清正公堂(口絵12、図3-5-1-12)は加藤清正(一五六二~一六一一)を祀るため、慶応元年(一八六五)に再建されたものである(棟札)。本殿、幣殿、拝殿からなる権現造りの平面形式で、本殿を土蔵造とする。なお、本殿は明治時代の再建による。注目されるのは、拝殿の外観を覆う過剰なまでの豪華な装飾である(図3-5-1-13)。入母屋造平入、向拝部分を軒唐破風として、正面にさらに千鳥破風(ちどりはふ)を重ねる。禅宗様尾垂木(おだるき)付の三手先組物(みてさきくみもの)で、二軒の扇垂木(おうぎたるき)とする。向拝の木鼻(きばな)、水引虹梁(みずひきこうりょう)、持送(もちおくり)、蟇股には波間に龍や亀などの彫刻が緻密に満たされ、内部も地紋彫が壁面を埋めつくす。江戸時代前期に見られたような華麗な屋根の形状や装飾性が、今度は庶民に向けて、江戸時代後期に復権していく様子をうかがうことができよう。

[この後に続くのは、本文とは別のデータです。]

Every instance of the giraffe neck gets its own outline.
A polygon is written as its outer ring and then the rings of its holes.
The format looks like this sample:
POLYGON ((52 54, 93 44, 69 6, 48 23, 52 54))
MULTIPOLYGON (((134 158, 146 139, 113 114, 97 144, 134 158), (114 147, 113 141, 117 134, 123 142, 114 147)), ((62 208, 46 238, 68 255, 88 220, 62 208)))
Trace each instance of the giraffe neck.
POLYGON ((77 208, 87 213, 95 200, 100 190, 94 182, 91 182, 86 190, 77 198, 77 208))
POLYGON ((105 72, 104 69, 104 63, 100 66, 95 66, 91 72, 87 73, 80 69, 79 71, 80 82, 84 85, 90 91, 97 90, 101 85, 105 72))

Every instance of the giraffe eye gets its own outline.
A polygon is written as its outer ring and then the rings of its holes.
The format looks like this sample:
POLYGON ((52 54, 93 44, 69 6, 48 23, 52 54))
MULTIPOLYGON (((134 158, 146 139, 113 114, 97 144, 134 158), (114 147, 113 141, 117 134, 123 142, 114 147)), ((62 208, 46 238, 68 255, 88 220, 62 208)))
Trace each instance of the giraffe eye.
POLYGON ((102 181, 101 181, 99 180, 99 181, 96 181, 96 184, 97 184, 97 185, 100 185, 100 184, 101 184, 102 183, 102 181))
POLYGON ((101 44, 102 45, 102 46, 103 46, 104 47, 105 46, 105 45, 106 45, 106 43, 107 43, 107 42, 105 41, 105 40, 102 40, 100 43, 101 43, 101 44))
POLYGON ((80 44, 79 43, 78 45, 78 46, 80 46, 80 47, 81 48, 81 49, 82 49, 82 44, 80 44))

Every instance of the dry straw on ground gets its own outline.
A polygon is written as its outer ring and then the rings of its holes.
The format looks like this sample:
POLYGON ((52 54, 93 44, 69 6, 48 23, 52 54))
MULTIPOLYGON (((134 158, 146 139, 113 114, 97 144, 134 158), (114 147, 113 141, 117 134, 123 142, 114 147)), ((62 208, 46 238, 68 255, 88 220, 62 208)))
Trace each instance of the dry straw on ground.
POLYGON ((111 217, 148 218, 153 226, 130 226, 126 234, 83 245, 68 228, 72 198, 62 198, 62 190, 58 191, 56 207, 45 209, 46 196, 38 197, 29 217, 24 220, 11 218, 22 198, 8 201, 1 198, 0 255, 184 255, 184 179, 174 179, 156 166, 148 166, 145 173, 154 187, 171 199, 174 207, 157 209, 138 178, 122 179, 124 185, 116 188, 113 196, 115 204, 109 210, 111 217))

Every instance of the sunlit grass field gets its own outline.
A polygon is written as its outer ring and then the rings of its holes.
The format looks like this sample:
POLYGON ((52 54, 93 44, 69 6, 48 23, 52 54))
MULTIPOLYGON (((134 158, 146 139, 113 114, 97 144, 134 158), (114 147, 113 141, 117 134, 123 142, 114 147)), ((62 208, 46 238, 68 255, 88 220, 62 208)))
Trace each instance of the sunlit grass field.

図3-5-1-12 軒唐破風と千鳥破風の屋根を重ねる覚林寺清正公堂の拝殿正面
図3-5-1-13 覚林寺清正公堂の拝殿向拝を埋めつくす龍や亀などの建築彫刻
江戸時代後期の現存建築に見られる特色として、耐火建築の普及も挙げることができる。先述した清正公堂は明治期の造営ではあるが、本堂を土蔵造りとして、延焼防止に配慮した形式であった。江戸時代の耐火建築を伝えるものに、龍原寺(りゅうげんじ)本堂(三田)や明王院本堂(三田)がある。いずれも耐火という機能性を重視しているものの、その向拝や内部には、左官による具象彫刻が施されることも特徴である。弘化三年(一八四六)の龍原寺本堂(図3-5-1-14)では、向拝に鶴の漆喰(しっくい)彫刻が施され(図3-5-1-15)、文化一二年(一八一五)の明王院本堂も後述するように、その戸前に昇り龍と降り龍の鏝(こて)細工を持つ。土蔵造りでありながら、華やかな意匠性を併せ持つ。こうした土蔵造りの寺院建築が見られる点も、都市大火が頻出していた近世の港区域の特色を物語る。
図3-5-1-14 龍原寺本堂の全景
図3-5-1-15 龍原寺本堂向拝の漆喰彫刻
以上のように現存する寺社建築を概観すれば、幅広い時代性や寺院の空間形成の違い、様々な宗派など、いずれもその多様性にこそ港区の地域的特色が見いだせるのかもしれない。その一方、港区内の寺社建築は造形的な視点にとどまらず、それを生み出す社会的背景からもその特色を読み取ることができる。次項からそうした視点で、個別の寺社を見ていきたい。具体的には、武家の庇護を受けた寺院や庶民信仰に支えられた寺社という武家と町人が入り混じる港区域ならではの特性に着目していく。